JumalaSika ltd - Fotolia
How to keep VM sprawl in check
Virtualization improves hardware use, but the pendulum can swing the other way and result in an overallocation of resources. Here's how to maintain the balance.
During the deployment of virtual environments, the focus is on the design and setup. Rarely are the environments revisited to check if improvements are possible.
Virtualization brought many benefits to data center operations, such as reliability and flexibility. One drawback is it can lead to VM sprawl and the generation of more VMs that contend for a finite amount of resources. VMs are not free; storage and compute have a real capital cost. This cost gets amplified if you look to move these resources into the cloud. It's up to the administrator to examine the infrastructure resources and make sure these VMs have just what they need because the costs never go away and typically never go down.
Use Excel to dig into resource usage
One of the fundamental tools you need for this isn't Hyper-V or some virtualization product -- it's Excel. Dashboards are nice, but there are times you need the raw data for more in-depth analysis. Nothing can provide that like Excel.
Most monitoring tools export data to CSV format. You can import this file into Excel for analysis. Shared storage is expensive, so I always like to see a report on drive space. It's interesting to see what servers consume the most drive space, and where. If you split your servers into a C:\ for the OS and D:\ for the data, shouldn't most of the C:\ drives use the same amount of space? Outside of your application install, why should the C:\ drives vary in space? Are admins leaving giant ISOs in the download folder or recycle bin? Or are multiple admins logging on with roaming profiles?
Whatever the reason, runaway C:\ drives can chew up your primary storage quickly. If it is something simple such as ISO files that should have been removed, keep in mind that this affects your backups as well. You can just buy additional storage in a pinch and, because often many us in IT are on autopilot mode, it's easy to not give drive space issues a second thought.
Overallocation is not as easy to correct
VM sprawl is one thing but when was the last time you looked at what resources you allocated to those VMs to see what they are actually using? The allocation process is still a little bit of a guess until things get up and running fully. Underallocation is often noticed promptly and corrected quickly, and everything moves forward.
Do you ever check for overallocation? Do you ever go back and remove extra CPU cores or RAM? In my experience, no one ever does. If everything runs well, there's little incentive to make changes.
Some in IT like to gamble and assume everything will run properly most of the time, but it's less stressful to prepare for some of these unlikely events. Is it possible that a host or two will fail, or that a network issue strikes your data center? You have to be prepared for failure and at a scale that is more than what you might think. We all know things will rarely fail in a way that is favorable to you. A review process could reveal places that could use an adjustment to drain resources from overallocated VMs to avoid trouble in the future.

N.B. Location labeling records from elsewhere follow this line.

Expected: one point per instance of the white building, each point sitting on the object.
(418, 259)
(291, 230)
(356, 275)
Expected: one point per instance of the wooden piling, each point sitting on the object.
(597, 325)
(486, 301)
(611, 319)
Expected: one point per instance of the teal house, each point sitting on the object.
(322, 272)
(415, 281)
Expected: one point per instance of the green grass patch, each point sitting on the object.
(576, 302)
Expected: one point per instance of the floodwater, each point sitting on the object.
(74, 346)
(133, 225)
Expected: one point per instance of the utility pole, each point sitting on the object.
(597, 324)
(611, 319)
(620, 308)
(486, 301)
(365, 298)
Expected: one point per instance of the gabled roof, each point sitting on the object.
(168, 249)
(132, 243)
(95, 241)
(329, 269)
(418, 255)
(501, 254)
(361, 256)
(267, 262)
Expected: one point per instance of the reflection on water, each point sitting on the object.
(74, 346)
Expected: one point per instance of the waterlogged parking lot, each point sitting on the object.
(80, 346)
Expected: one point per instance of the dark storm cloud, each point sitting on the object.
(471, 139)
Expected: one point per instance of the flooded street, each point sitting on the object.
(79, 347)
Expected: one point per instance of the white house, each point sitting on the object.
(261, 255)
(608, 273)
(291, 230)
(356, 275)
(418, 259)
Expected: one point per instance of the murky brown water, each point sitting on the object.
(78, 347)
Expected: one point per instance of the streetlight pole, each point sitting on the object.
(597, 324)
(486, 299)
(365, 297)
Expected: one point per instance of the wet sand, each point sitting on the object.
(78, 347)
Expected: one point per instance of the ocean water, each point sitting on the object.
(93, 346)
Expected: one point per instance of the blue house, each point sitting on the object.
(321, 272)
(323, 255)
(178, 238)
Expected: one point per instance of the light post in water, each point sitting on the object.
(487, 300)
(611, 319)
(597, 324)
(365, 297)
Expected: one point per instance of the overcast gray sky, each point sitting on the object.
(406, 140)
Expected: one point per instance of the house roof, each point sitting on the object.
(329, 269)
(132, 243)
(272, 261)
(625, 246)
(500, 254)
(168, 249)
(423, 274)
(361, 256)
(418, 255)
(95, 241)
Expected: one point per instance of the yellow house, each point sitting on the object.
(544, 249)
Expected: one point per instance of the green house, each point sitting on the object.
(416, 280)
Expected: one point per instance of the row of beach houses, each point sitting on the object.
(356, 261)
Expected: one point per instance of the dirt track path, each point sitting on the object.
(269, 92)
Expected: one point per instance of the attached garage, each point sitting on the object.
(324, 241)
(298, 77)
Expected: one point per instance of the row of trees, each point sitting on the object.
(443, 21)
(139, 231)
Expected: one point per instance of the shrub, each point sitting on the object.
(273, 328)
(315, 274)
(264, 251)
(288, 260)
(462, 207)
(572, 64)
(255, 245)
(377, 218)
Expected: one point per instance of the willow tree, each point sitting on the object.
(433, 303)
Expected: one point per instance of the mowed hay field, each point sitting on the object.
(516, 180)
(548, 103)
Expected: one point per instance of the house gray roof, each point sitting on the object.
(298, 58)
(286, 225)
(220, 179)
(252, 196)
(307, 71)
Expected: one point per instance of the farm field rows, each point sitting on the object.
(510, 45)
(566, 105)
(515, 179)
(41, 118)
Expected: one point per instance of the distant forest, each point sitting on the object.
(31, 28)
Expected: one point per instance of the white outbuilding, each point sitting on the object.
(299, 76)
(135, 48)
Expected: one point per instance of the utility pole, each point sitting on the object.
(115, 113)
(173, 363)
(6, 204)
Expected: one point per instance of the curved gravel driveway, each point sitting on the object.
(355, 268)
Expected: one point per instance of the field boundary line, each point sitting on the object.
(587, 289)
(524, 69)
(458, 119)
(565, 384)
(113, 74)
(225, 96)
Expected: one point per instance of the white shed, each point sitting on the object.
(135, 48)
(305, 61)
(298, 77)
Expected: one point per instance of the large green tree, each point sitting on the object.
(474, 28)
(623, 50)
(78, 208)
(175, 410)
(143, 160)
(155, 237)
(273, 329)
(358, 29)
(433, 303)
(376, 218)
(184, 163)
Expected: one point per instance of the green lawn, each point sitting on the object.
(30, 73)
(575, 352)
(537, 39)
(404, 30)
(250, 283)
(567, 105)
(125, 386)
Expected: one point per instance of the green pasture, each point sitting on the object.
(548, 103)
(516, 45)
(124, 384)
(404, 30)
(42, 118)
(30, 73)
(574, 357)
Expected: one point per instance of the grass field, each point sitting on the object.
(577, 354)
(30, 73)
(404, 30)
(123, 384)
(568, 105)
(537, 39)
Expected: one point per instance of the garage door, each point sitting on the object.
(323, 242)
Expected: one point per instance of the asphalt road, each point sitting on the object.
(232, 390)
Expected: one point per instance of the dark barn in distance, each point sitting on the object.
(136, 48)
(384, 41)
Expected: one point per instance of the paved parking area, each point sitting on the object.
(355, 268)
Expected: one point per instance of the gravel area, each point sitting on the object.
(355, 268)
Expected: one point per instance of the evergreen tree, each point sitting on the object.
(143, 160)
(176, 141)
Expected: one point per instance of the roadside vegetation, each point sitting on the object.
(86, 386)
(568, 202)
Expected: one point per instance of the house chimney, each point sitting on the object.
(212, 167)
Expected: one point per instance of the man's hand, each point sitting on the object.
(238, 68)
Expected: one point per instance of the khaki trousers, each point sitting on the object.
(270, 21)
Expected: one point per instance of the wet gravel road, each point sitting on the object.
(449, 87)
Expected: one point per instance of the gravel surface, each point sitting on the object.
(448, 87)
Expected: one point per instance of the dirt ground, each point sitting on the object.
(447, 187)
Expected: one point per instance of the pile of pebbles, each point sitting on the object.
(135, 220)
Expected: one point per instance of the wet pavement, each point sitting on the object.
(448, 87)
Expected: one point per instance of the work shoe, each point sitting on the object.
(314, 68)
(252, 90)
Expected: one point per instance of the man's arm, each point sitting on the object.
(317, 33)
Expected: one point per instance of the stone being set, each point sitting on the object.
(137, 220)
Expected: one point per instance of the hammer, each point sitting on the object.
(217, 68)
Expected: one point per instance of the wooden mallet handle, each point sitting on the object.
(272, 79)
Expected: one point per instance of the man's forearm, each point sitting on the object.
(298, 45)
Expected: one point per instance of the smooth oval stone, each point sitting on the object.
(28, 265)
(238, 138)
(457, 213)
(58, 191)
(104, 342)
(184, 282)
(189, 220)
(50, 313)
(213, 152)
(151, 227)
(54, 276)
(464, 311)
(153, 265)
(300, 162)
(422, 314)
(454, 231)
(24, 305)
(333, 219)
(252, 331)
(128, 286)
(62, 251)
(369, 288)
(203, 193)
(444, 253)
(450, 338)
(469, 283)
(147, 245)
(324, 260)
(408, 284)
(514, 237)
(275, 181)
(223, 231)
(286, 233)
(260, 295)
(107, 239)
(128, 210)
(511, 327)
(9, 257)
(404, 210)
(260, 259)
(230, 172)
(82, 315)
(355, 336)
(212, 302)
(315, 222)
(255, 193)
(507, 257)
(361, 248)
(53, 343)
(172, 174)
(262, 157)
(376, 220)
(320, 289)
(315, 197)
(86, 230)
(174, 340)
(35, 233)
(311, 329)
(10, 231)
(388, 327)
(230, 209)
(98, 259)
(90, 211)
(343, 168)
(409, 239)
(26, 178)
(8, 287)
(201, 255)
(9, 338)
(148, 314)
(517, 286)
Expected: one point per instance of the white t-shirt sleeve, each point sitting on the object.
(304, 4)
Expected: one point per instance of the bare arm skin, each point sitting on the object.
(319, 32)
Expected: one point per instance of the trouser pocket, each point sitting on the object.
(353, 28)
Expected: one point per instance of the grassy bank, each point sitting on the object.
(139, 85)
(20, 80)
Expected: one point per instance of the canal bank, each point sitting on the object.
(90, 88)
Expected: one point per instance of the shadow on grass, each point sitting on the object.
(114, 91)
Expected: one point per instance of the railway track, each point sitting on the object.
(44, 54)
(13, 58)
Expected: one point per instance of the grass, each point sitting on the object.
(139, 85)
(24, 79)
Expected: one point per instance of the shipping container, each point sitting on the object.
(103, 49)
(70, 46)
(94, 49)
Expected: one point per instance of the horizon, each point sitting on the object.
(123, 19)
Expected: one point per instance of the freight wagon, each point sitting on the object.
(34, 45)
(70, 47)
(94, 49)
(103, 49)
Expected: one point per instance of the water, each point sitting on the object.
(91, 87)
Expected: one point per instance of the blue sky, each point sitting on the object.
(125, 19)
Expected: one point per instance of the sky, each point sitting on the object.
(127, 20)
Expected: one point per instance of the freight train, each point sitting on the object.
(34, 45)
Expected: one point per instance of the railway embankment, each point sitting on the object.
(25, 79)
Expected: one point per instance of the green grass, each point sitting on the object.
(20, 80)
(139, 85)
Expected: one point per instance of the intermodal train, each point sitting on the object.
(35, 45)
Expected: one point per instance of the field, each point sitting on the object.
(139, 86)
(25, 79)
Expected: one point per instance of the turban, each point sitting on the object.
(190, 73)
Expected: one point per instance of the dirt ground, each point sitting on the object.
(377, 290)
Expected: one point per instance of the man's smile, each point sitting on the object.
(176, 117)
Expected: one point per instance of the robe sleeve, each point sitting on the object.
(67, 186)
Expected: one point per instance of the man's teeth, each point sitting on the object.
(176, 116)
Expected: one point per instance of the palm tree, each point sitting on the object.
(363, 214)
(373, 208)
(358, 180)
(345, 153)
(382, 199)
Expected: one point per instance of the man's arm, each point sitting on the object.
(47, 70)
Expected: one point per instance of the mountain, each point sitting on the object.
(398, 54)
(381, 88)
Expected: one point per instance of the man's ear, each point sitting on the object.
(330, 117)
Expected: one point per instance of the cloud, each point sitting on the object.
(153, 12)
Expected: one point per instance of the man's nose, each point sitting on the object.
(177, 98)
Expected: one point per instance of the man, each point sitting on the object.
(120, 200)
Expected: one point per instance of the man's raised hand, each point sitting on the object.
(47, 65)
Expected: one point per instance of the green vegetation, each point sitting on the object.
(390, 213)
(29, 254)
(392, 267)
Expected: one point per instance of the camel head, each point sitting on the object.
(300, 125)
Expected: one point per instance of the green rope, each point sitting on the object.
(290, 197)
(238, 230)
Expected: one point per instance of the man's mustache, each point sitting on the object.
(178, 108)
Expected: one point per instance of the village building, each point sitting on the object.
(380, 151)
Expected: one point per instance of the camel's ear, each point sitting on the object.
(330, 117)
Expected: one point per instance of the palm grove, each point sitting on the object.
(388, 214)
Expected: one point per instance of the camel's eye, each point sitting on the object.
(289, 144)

Look closer at all aspects of VM sprawl to trim costs
Besides the resource aspect what about the licensing cost? With more and more products now allocating by core, overallocation of resources has an instant impact on the application cost to start but it gets worse. It's the annual maintenance costs that pick at your budget and drain your resources for no gain if you cannot tighten your resource allocation.
One other maintenance item that gets overlooked is reboots. When a majority of Windows Server deployments moved from hardware to virtualization, the runtime typically increased. This increase in stability brought with it an inadvertent problem. Too often, busy IT shops without structured patching and reboot cycles only performed these tasks when a server went offline, which -- for better or worse -- created a maintenance window.
With virtualization, the servers tend to run for longer stretches and show more unique issues. Memory leaks that might have gone unnoticed before -- because they were reset during a reboot -- can affect servers in unpredictable ways. Virtualization admins need to be on alert to recognize behaviors that might be out of the norm. If you right-size your VMs, you should have enough resources for them to run normally and still handle the occasional spikes in demand. If you see your VMs requiring more resources than normal, this could point to resource leaks that need to be reset.
Often, the process to get systems online is rushed, leads to VM sprawl and overlooks any attempts at optimization. This can be anything from overallocations to simple cleanup. If this isn't done, you lose out on ways to make the environment more efficient, losing both performance and capacity. While this all makes sense, it's important to follow through and actually do it.